One of the interesting aspects of this great short story is the way in which the first person narrator does not reveal the name of her husband who she has now fallen out of love with. Although he is such a significant character, as he is the reason that she went to Egypt in the first place, he always is referred to in the third person alone, without a name ever being attached to him, as in the following quote:
I lean against the wall of my room and count: twelve years ago, I met him. Eight years ago, I married him. Six years ago, I gave birth to his child.
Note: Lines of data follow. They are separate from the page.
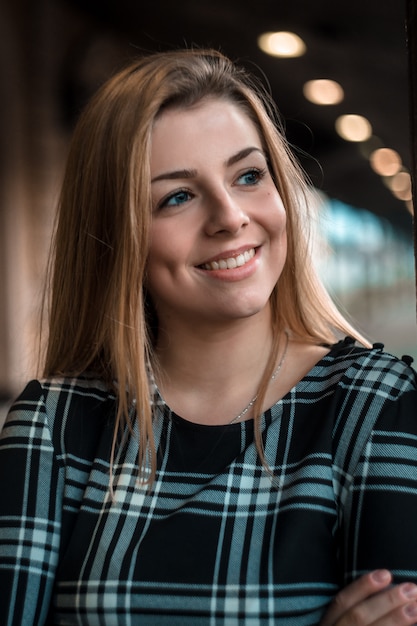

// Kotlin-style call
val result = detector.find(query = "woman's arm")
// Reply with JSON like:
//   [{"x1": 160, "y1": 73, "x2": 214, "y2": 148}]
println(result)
[
  {"x1": 322, "y1": 570, "x2": 417, "y2": 625},
  {"x1": 328, "y1": 356, "x2": 417, "y2": 625},
  {"x1": 341, "y1": 387, "x2": 417, "y2": 582},
  {"x1": 0, "y1": 381, "x2": 64, "y2": 626}
]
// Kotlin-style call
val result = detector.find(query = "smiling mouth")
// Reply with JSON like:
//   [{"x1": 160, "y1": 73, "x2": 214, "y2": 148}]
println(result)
[{"x1": 200, "y1": 247, "x2": 256, "y2": 271}]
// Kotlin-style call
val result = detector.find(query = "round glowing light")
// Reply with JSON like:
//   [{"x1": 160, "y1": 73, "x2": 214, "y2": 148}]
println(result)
[
  {"x1": 303, "y1": 79, "x2": 344, "y2": 105},
  {"x1": 389, "y1": 170, "x2": 412, "y2": 201},
  {"x1": 335, "y1": 114, "x2": 372, "y2": 142},
  {"x1": 258, "y1": 31, "x2": 306, "y2": 58},
  {"x1": 369, "y1": 148, "x2": 402, "y2": 177}
]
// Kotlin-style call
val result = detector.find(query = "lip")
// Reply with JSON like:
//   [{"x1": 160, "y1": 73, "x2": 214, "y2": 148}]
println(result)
[
  {"x1": 197, "y1": 245, "x2": 259, "y2": 267},
  {"x1": 195, "y1": 245, "x2": 261, "y2": 281}
]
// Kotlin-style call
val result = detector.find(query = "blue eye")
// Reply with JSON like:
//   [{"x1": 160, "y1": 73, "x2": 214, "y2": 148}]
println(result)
[
  {"x1": 236, "y1": 168, "x2": 265, "y2": 186},
  {"x1": 160, "y1": 189, "x2": 192, "y2": 209}
]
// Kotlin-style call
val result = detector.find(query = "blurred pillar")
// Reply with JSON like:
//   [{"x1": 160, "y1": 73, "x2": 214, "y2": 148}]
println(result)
[
  {"x1": 0, "y1": 2, "x2": 30, "y2": 392},
  {"x1": 0, "y1": 0, "x2": 67, "y2": 393}
]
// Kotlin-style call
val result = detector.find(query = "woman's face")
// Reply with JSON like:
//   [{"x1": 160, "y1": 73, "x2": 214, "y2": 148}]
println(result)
[{"x1": 147, "y1": 98, "x2": 287, "y2": 332}]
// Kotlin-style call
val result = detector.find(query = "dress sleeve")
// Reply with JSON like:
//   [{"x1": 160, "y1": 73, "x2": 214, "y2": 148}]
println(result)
[
  {"x1": 0, "y1": 381, "x2": 64, "y2": 626},
  {"x1": 340, "y1": 365, "x2": 417, "y2": 584}
]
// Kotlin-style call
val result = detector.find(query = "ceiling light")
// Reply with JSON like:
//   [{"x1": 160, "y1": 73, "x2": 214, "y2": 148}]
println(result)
[
  {"x1": 303, "y1": 79, "x2": 344, "y2": 105},
  {"x1": 257, "y1": 31, "x2": 306, "y2": 58},
  {"x1": 369, "y1": 147, "x2": 402, "y2": 176},
  {"x1": 389, "y1": 170, "x2": 412, "y2": 201},
  {"x1": 335, "y1": 114, "x2": 372, "y2": 142}
]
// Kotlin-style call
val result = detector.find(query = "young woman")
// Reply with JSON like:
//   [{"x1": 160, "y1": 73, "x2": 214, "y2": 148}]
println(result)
[{"x1": 0, "y1": 49, "x2": 416, "y2": 625}]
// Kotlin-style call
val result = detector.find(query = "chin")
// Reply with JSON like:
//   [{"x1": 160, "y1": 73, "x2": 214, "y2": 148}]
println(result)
[{"x1": 217, "y1": 300, "x2": 271, "y2": 321}]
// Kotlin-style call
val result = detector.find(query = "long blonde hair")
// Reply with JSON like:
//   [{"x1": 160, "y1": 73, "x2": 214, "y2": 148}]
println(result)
[{"x1": 43, "y1": 49, "x2": 369, "y2": 483}]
This short story is essentially the story of the narrator, who herself remains nameless, as she tries to coordinate her life and work out who she is and what she is doing. What makes it such a fascinating tale is that through the anonymity of the central characters a universality is achieved that allows the reader to identify and relate to some of the central themes themselves as the narrator describes the birth of her love and its decline and eventual death. Anonymity therefore is a strategy that Soueif is able to use to great effect as it allows him to identify certain timeless truths about what it is to be human that all readers--whether or not they have ever been to Egypt--can connect with.
Possibly to keep up the suspense of wondering who is who.
Soueif uses a blank narrator and creates unnamed characters to keep focus off him, perhaps a bitterness of hers, to forcibly remove his identity and leave him without one in the story the way she seems to have none. The daughter is given a name to keep the focus on her as she is the purpose of her being with her husband and the reason of her passivity and why she puts up with everthing.